HOW I RIP SCRIPTS AND PROCESS STATS FOR THEM

Before we start

You need Python 3, 64-bit Java, and a Bash prompt. If you don't know what that means, you can't use this guide. By the way, I use windows for this, not linux.

Getting the files

Step 1: Buy the game. Otherwise borrow it from a friend. Legally.

Step 2: Identify the game engine. It might be listed on the tlwiki tools page or the tlwiki eroge script sizes page.

Sometimes games have dedicated translation tools on the tlwiki tools page. In this case, great. There's an 80% chance that the script format is usable to us. Sometimes, however, the format is crappy, and you have to use the extraction tools as documentation on how the engine stores stuff and make your own tools. Programmers only need apply.

If there are no tools for your game, first, see if the scripts can be extracted with arc_unpacker or garbro. If they are not, use google. As a final resort, open the archives with a hex editor and see whether the format is trivial or not.

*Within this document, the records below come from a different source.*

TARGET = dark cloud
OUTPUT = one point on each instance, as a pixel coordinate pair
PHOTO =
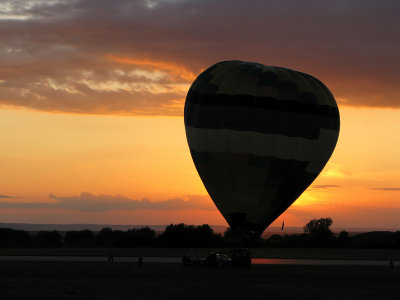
(139, 57)
(95, 203)
(386, 189)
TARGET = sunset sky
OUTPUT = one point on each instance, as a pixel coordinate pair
(92, 96)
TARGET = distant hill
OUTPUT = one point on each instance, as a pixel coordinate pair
(159, 228)
(92, 227)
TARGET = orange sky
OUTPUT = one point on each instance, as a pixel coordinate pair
(91, 106)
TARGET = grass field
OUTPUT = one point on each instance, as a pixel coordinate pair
(91, 280)
(308, 253)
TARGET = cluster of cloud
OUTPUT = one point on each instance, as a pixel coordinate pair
(395, 189)
(139, 57)
(88, 202)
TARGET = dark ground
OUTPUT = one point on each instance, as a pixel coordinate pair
(96, 280)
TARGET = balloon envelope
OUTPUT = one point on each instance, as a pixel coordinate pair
(258, 136)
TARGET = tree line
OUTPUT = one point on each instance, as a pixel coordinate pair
(317, 233)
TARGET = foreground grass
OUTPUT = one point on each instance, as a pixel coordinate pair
(307, 253)
(90, 280)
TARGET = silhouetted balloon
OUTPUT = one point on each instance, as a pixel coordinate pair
(258, 136)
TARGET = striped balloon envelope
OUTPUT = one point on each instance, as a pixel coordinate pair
(258, 136)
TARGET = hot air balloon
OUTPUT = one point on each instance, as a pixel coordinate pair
(258, 136)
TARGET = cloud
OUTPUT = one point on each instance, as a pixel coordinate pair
(139, 57)
(5, 196)
(325, 186)
(396, 189)
(94, 203)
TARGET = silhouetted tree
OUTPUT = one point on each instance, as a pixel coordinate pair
(14, 238)
(138, 237)
(182, 235)
(81, 238)
(47, 239)
(319, 232)
(343, 239)
(108, 237)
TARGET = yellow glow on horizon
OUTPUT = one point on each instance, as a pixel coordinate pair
(148, 157)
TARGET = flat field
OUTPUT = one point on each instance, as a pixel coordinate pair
(101, 280)
(306, 253)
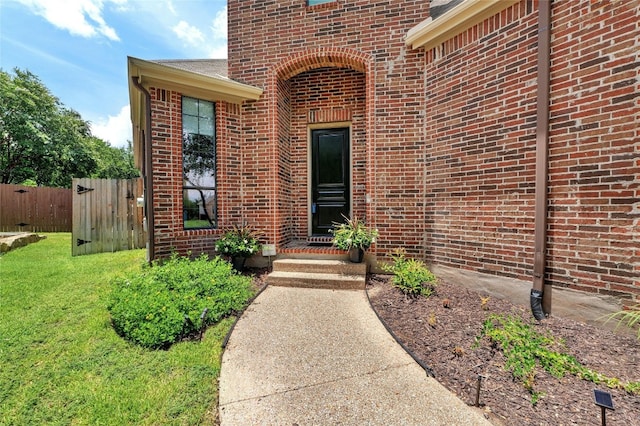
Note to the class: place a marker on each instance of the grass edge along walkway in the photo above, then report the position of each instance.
(62, 362)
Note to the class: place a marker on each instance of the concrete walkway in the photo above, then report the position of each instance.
(321, 357)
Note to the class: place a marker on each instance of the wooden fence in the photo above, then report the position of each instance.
(106, 217)
(39, 209)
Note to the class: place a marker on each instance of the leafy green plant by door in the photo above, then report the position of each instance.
(411, 276)
(526, 349)
(165, 302)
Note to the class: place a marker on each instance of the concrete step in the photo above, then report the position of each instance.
(316, 280)
(322, 266)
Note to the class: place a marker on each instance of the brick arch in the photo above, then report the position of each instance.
(310, 59)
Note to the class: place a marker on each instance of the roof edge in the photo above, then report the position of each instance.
(432, 32)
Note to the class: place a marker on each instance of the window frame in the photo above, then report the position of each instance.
(187, 185)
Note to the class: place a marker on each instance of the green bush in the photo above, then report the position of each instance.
(165, 302)
(411, 276)
(526, 349)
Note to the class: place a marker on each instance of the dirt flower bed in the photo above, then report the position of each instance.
(441, 331)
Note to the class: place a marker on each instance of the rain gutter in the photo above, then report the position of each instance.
(541, 291)
(147, 170)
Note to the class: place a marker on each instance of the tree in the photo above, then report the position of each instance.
(113, 162)
(27, 110)
(44, 142)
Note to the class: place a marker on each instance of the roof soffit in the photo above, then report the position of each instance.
(431, 32)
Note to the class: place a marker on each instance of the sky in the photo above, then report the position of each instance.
(79, 48)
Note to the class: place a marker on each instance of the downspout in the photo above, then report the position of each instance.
(541, 292)
(147, 171)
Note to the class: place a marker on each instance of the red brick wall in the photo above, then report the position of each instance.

If it is, you can ask a programmer to make an unpacker for you.

I haven't kept track of all the script extraction tools I've made over the months, if you want one of them, ask for it on DJT.

Once you have the files

If you have something resembling a web novel with crappy markup, skip this section. If you have a binary file, you need to decompile the script. If you have program code text, you need a parser to extract just the dialogue from it. If there is no decompiler or parser for your game's scripts, you're going to have to make your own, ask a programmer, or give up.

Once you have something resembling a simple script

Once the script is plain text in a good format, you have to remove any residual markup. vnscripts excludes all names, puts dialogue in simple quotes (i.e. 「」), and puts ruby text inside 《》. If ruby text is not removed or specifically placed inside 《》, statistical analysis will give crappy results. Use regexes for this. If the script is decompiled or parsed, do it during that process if possible, it's easier to get it right.

Line wraps must be ignored, even if they're hardcoded into the original script. Line wraps are when the script goes to a new line in the middle of a sentence. If you do not ignore line wraps, statistical analysis will give crappy results. However, going to a new line after the end of a sentence (a "line break") is correct and desired, if the original VN is formatted that way.

Finally, all scripts must be converted to utf-8 without a BOM if they're not already in that format.

Running the scripts

You need python 3 and 64-bit java.

The processing scripts can be found here. This includes several VN scripts so you can Just Do It to make sure it works. Run fullredo.sh to generate two frequency lists for each script ("count" excludes certain types of words, "altcount" doesn't) and table.html, the stats table. This will take several minutes, maybe ten minutes if you have an old computer. VNFreqList.tsv was generated with normalizer.jar on the "count" directory of frequency .tsv files, excluding frequency .tsv files under 400ish KB. BCCWJ_frequencylist_suw_ver1_0.tsv is credited to NINJAL.